The only way is up
Uphill Running on the rise in Norway
(assigned for mountainrunning.com)
By Fredrik Ölmqvist
In just a few years the official number of uphill mountain races have increased dramatically. From five races six years ago there are more than 60 uphill races in 2008. Living in neighbouring and much flatter Sweden I’m naturally jealous of the norwegian mountain running scene.
A few years ago two companies competing for an important account had to race eachother up a mountain peak where the client waited with the contract to be signed by the fastest runner. This would never happen it Sweden, but it did in Norway and there are some natural reasons why. First, the topographic map of Norway shows only mountains, almost no flat areas whatsoever. For people in this both rugged and picturesque country the dramatic sceneries with vertical mountainsides rushing down into sealevel ice blue fjords are part of life – and sport. Traditionally ALL norwegians go cross country skiing in the weekends. It’s a family thing and part of the upbringing, passing on a heritage: the appreciation of natures beauty and values of an active lifestyle with outdoor sports. Summertime when snow is gone the trails up to the mountain peaks are accessible. Mountain hiking is another national outdoor activity and since norwegians being very competitive by character there isn’t a mountain peak without a speed ascent record (that some über strong farmer made 50 years ago). According to Christian Prestegaard, a driving force behind uphill running in Norway, the main explanation to the popularity of uphill racing is that the finish always is situated at the peak.
– We have a strong tradition of “topptur”, e.g. going to the top. It goes back to 1890 when they built the Skåla tower at the top of Skåla 1848 m. Myself I started running to mountain peaks in the mid 60’s as a 10 year old boy. To test themselves many famous cross-country skiiers used to run up to the peaks of Skåla (1848 m) and Fanaråken (2068 m), and ordinary people took great interest in the ascent times of these super athletes.
In the Norwegian take on mountain running there is no downhill racing at all, thanks to the very steep and rocky trails. Up is the only way to go, which makes sense once you have seen the very steep Norwegian mountains. Uphill racing have become a true test between different types of athletes – of all levels. Ever since the former orienteering champion Jon Tvedt* beat the norwegian top cross-country skiers at Stoltzekleiven Opp 2003 he is the reigning uphill champion of Norway.
The races are steadily growing more popular among amateurs, of all ages. Even kids 5 years of age take part. With 55 races and a total of 17,000 participants in 2007 and estimated 20,000 participants and more than 60 races 2008 the boom still points upwards, says Prestegaard, who recently got a place in the European Athletics Mountain Running Commission.

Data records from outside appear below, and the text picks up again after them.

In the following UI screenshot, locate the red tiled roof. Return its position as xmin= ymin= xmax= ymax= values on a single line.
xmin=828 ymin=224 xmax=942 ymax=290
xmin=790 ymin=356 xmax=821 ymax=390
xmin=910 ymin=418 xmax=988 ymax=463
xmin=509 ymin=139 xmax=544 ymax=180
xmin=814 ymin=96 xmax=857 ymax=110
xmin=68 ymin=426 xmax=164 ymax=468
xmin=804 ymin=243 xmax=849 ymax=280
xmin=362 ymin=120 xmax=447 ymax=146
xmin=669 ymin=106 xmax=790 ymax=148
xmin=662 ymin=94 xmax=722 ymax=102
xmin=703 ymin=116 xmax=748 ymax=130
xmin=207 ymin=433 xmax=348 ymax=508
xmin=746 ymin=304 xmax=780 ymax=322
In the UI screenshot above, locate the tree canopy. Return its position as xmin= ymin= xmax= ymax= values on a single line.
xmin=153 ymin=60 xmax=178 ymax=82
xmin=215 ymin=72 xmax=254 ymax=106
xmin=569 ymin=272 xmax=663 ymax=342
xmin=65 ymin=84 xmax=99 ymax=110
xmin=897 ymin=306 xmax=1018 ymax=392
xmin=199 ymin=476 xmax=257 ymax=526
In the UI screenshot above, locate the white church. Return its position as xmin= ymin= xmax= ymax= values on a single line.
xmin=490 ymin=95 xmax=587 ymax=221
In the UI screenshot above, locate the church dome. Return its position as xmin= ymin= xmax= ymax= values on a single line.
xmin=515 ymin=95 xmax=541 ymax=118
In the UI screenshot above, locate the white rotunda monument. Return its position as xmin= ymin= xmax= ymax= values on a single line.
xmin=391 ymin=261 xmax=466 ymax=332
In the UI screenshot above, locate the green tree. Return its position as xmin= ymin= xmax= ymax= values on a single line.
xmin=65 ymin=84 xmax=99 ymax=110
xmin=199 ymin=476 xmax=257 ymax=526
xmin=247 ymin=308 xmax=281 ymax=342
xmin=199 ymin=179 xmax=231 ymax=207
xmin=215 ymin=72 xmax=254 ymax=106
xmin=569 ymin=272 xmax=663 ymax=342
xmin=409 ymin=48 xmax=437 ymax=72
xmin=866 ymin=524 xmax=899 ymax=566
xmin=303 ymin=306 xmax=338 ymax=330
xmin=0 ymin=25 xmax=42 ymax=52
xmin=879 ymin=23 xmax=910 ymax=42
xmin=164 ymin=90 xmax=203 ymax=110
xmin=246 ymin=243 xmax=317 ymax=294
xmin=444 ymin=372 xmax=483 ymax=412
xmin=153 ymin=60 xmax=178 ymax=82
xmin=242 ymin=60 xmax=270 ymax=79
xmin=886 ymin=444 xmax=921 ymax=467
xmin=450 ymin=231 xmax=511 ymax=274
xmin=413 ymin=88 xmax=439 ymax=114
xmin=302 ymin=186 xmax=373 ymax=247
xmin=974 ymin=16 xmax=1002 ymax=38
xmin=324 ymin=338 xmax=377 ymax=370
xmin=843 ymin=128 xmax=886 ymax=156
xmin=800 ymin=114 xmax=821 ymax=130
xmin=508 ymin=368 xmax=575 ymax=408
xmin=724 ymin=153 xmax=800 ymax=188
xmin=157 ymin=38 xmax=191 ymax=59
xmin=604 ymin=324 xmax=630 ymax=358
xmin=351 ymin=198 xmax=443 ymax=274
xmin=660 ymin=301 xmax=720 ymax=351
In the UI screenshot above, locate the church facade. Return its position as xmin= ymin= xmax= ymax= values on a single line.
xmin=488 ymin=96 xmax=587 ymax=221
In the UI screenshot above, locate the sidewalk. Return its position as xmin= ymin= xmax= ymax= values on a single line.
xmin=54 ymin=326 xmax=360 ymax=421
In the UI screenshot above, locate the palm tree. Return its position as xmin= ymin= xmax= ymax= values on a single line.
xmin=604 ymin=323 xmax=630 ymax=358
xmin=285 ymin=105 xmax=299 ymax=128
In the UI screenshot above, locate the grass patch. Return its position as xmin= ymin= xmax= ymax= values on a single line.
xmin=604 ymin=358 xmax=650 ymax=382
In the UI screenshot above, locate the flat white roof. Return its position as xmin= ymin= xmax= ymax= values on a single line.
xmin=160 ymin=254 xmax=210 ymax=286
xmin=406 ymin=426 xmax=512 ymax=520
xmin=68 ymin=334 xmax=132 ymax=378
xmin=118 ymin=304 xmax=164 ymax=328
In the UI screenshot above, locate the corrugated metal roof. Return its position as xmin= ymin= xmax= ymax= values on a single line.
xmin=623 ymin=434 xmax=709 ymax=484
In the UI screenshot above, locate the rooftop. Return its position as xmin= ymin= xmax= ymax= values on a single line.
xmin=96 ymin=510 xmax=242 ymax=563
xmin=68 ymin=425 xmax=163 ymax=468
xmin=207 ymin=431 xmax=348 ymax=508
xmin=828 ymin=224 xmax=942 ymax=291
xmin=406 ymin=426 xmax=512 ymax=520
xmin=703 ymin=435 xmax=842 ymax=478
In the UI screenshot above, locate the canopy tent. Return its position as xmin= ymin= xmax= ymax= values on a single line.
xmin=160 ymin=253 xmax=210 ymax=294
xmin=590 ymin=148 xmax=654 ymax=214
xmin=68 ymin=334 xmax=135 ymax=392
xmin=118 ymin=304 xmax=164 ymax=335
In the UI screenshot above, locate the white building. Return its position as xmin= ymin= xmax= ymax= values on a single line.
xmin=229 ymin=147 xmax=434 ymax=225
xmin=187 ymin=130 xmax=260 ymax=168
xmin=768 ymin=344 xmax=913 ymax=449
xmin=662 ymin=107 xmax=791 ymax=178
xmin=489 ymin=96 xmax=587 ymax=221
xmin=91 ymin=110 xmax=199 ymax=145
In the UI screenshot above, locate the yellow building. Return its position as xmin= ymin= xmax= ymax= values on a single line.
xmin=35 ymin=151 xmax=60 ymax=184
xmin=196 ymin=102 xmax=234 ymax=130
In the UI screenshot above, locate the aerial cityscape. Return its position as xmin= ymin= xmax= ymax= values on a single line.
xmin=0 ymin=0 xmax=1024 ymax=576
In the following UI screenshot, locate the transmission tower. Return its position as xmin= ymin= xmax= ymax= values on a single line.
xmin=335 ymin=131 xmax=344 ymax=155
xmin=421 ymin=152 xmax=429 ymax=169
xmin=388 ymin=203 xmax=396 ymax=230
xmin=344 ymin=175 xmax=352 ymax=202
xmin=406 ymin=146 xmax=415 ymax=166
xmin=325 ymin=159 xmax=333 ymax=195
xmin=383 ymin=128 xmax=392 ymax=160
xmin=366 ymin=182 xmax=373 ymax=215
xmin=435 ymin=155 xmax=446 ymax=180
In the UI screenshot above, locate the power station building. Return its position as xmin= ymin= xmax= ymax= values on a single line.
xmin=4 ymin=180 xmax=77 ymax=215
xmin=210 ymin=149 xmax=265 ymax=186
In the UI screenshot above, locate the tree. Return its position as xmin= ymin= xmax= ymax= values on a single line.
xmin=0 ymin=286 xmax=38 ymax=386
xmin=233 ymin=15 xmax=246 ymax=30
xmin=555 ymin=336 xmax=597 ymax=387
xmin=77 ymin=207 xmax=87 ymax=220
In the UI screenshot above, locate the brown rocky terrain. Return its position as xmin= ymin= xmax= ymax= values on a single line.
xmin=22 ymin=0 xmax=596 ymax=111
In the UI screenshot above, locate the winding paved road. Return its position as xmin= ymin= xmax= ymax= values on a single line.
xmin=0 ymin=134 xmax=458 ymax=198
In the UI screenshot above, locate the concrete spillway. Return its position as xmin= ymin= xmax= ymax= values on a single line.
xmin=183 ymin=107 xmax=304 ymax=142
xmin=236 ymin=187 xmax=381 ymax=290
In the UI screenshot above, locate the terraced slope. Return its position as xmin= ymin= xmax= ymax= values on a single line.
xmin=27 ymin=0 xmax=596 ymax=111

– It’s the biggest thing that have happened to mainstream endurance sport in Norway since the jogging boom in the 80’s. More and more companies engage their employees in regular ascends and participation in various uphill races for motivation purposes.
The success of the norwegian mountain runners in 2007 spurred the popularity even more (1:st Anita Håkenstad Evertsen and 3:rd Kirsten Melkevik Otterbu in European Mountain Running Championship; and 1:st Anita Håkenstad Evertsen in Mountain Running World Championship). Only the two big races (in terms of participants): “Tryvann Opp” and “Skåla 1848m Rett Opp” (1200 runners) got over 70 full pages in print media, with a total of 150 pages in different norwegian newspapers and magazines about the uphill running trend (apart from TV coverage). With the international uphill race Tryvann Opp located in Oslo the national uphill running boom has entered the country’s first city.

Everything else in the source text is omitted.